Our Blog


Building an Optimal Model for the WGC-Bridgestone Invitational

Full disclosure: This is a bit of an exploratory piece. Let me start with why I’m writing it in the first place: Often, PGA DFS players hear something along the lines of, “Course X is a distance course.” On our PGA Daily Fantasy Flex podcast, we make similar statements. I believe we provide context and degree to those statements, but some analysts don’t. That’s a problem, because degrees matter when you’re building models to predict player performance for a golf tournament. Course X favors distance — but how much? Should you weight Long-Term Driving Distance 20/100 in Models? 30/100?

Thankfully, we can (sort of) deal with this problem, if we’re willing to be a little creative. Our Models and Trends tool have the same metrics, and thus we can use the latter to test for weighted metrics to use in the former. And that’s exactly what I did: I took every metric within Models, calculated how golfers in the top 20 percent of that metric performed historically at this week’s course, Firestone Country Club, and then assigned weights. This is an imperfect science for many reasons, one of which is that some metrics have negative value. For example, golfers with a Long-Term Driving Distance in the top 20 percent have historically scored a -7.01 Plus/Minus. That is less than the baseline for all golfers at Firestone (-6.55), and thus I eliminated it from the Model. Ideally, we would weight metrics both positively and negatively; since I can’t do that, I used only metrics that tested above baseline and built a model accordingly.
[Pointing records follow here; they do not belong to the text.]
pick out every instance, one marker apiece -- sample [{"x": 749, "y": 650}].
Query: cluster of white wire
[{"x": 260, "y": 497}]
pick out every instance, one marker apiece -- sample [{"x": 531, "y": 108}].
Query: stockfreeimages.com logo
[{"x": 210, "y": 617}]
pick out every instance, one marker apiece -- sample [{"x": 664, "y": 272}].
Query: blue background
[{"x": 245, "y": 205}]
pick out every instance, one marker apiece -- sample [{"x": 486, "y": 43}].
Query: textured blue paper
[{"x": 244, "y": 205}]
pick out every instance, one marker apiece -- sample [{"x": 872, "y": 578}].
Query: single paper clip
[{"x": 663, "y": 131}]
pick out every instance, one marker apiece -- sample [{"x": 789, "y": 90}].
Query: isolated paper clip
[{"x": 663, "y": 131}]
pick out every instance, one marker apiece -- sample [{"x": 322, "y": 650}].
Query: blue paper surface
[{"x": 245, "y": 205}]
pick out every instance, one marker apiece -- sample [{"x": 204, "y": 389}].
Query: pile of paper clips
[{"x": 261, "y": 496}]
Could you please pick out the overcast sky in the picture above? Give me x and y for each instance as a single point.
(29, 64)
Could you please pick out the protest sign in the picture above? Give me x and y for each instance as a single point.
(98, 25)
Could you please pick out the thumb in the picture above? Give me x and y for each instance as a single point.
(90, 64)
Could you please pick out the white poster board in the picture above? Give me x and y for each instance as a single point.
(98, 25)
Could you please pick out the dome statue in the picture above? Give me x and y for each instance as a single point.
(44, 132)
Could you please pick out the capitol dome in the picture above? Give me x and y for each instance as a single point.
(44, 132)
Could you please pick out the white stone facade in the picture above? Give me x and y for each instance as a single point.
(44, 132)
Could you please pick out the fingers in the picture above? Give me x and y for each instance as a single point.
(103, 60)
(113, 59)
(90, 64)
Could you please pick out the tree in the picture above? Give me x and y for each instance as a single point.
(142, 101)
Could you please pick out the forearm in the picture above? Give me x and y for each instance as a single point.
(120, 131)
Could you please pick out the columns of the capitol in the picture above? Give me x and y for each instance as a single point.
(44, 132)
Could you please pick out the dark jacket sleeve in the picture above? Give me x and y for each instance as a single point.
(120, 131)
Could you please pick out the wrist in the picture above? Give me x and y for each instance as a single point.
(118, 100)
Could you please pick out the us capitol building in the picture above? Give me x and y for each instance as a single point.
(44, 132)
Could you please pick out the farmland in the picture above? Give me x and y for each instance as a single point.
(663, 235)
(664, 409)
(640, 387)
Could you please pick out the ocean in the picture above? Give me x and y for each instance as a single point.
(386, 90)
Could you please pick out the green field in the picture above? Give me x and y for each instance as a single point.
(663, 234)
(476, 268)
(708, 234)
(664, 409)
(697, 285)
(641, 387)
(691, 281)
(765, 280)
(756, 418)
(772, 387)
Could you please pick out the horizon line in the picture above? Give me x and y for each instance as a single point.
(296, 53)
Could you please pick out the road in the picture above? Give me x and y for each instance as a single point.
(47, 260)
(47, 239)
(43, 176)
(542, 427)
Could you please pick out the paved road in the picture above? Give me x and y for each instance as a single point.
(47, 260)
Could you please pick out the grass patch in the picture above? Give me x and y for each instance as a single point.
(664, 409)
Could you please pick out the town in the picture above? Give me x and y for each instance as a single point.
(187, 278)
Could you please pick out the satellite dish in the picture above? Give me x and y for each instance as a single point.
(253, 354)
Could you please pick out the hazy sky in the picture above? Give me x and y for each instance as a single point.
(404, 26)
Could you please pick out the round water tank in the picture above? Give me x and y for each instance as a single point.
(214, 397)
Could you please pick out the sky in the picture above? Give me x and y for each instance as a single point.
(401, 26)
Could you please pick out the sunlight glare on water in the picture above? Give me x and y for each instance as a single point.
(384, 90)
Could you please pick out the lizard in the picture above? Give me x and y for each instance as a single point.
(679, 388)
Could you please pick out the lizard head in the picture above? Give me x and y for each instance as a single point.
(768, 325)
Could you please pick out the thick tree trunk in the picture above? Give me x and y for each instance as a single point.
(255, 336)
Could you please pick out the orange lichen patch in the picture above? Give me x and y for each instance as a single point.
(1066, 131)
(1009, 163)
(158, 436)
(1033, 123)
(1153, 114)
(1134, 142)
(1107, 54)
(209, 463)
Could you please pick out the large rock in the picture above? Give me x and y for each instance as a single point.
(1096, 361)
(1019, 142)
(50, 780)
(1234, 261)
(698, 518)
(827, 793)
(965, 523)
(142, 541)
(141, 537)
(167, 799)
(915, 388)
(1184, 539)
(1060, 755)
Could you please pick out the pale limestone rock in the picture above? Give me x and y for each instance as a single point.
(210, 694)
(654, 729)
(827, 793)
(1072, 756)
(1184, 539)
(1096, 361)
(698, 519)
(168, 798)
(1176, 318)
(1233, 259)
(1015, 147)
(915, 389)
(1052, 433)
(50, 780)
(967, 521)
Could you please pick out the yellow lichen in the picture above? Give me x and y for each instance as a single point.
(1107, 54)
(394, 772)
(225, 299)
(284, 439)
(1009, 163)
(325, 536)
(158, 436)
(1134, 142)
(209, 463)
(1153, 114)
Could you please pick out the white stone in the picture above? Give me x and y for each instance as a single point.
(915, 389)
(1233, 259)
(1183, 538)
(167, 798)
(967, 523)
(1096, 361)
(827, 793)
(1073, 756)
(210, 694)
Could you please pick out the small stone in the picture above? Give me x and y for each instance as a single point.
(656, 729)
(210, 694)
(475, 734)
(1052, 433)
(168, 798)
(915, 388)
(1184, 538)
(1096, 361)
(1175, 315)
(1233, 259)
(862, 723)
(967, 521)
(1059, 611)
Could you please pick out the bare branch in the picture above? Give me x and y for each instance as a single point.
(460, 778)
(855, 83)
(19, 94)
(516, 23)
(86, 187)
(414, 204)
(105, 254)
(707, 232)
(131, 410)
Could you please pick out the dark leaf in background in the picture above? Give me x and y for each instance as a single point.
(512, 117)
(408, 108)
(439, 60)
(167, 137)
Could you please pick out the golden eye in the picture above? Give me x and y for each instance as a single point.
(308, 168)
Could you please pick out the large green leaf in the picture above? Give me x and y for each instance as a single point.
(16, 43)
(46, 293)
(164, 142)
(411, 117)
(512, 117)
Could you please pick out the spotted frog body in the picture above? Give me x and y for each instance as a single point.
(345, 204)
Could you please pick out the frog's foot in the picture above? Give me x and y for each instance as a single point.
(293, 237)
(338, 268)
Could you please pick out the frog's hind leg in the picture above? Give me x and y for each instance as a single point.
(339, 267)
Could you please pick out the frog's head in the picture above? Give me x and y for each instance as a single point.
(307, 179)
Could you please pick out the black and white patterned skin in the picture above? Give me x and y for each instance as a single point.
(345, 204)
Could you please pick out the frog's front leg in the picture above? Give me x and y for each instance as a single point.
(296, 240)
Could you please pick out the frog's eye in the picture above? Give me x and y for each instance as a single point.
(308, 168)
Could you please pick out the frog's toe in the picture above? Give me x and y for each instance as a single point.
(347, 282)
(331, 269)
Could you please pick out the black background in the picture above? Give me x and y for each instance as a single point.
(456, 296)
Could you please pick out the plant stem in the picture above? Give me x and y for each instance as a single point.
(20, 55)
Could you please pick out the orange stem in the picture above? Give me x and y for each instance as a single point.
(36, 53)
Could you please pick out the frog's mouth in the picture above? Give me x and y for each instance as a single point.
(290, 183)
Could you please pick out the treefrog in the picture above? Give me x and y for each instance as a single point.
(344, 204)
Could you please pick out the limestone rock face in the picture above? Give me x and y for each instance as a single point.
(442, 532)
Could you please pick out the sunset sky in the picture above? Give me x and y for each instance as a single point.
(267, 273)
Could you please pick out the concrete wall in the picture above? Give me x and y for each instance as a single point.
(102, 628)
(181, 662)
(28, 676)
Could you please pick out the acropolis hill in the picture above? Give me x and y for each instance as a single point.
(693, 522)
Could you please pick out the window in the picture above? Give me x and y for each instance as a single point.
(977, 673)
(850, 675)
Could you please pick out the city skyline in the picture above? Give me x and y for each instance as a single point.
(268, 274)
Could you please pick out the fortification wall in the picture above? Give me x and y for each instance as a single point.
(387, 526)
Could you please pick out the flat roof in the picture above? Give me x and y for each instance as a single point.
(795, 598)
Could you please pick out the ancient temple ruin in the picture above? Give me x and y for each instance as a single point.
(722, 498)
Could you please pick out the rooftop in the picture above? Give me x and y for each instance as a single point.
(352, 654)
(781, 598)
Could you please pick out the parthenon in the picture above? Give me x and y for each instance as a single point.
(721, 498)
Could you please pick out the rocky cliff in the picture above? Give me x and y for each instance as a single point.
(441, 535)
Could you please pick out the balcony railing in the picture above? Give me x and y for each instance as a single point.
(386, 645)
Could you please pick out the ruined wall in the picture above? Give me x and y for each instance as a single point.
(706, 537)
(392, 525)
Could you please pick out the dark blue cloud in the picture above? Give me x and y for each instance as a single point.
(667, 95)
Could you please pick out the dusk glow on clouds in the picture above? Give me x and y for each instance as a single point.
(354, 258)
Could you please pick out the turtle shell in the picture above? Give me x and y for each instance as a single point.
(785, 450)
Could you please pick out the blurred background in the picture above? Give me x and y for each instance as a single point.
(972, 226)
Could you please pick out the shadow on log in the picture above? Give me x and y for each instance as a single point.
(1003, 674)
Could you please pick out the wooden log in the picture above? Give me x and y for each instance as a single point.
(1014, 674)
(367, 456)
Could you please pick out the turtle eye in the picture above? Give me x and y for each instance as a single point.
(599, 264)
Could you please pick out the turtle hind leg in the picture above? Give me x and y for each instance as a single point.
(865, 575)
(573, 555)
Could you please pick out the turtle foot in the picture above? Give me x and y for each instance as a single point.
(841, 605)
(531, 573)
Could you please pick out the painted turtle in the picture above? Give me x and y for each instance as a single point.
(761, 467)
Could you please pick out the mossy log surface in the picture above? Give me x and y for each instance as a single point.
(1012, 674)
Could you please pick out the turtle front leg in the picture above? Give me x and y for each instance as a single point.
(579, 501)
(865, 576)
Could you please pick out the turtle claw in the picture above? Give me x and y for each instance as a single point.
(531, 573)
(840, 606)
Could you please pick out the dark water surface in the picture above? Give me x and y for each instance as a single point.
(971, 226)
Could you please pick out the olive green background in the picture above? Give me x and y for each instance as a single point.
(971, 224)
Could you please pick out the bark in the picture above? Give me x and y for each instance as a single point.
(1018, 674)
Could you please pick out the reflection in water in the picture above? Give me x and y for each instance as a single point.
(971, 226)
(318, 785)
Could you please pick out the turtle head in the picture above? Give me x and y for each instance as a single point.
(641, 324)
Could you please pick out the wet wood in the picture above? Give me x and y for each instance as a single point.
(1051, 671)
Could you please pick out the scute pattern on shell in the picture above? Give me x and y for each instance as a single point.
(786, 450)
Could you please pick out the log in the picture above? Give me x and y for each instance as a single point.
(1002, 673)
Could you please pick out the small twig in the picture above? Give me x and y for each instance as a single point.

Kelly McCann in his course breakdown goes into more detail about Firestone and the metrics that have historically backtested well here, but here’s the Plus/Minus and metric/baseline differential for each positive metric at Firestone:

  • Long-Term Eagle Percentage: +2.26, +8.81
  • Recent Birdie Percentage: -0.36, +6.19
  • Recent Scrambling Percentage: -1.55, +5.00
  • Recent Eagle Percentage: -1.87, +4.68
  • Course Driving Distance: -1.98, +4.57
  • Pro Trends Rating: -3.62, +2.93
  • Long-Term Birdie Percentage: -3.69, +2.86
  • Recent Adjusted Round Score: -3.90, +2.65
  • Recent Driving Accuracy: -4.03, +2.52
  • Recent Driving Distance: -4.58, +1.97
  • Long-Term Count: -4.60, +1.95
  • Odds: -4.79, +1.76
  • Recent MC Score: -4.86, +1.69
  • Recent Greens in Regulation: -4.88, +1.67
  • Long-Term Adjusted Round Score: -4.96, +1.59
  • Putts Per Round Differential: -6.02, +0.53

From here, I translated all of those Plus/Minus values into percentages. For example, with a +2.26 Plus/Minus, Long-Term Eagle Percentage is given a weight of 17/100 in the model because of how that value compares to the Plus/Minus values of the rest of the metrics. With a Plus/Minus of -3.90, Recent Adjusted Round (Adj Rd) Score will be given a weight of 5/100 in the model. And so forth; using the positive metrics, we not only have an idea of what has historically been important at Firestone but also how important it has been relative to other metrics.

The Importance of Eagles

Of course, there are some probable flaws here. For one, eagles are incredibly rare, and especially on such a difficult course; Dustin Johnson won last year at just six-under par. Second, this model gives little weight to LT Adj Rd Score, which has tested to be one of the most predictive propriety metrics — or any metric, really — at FantasyLabs. With a weight of only 3/100, it is important — but it’s far less important than it is in the Pro Models. For instance, in the Colin Davy Model, LT Adj Rd Score has a weight of 40/100.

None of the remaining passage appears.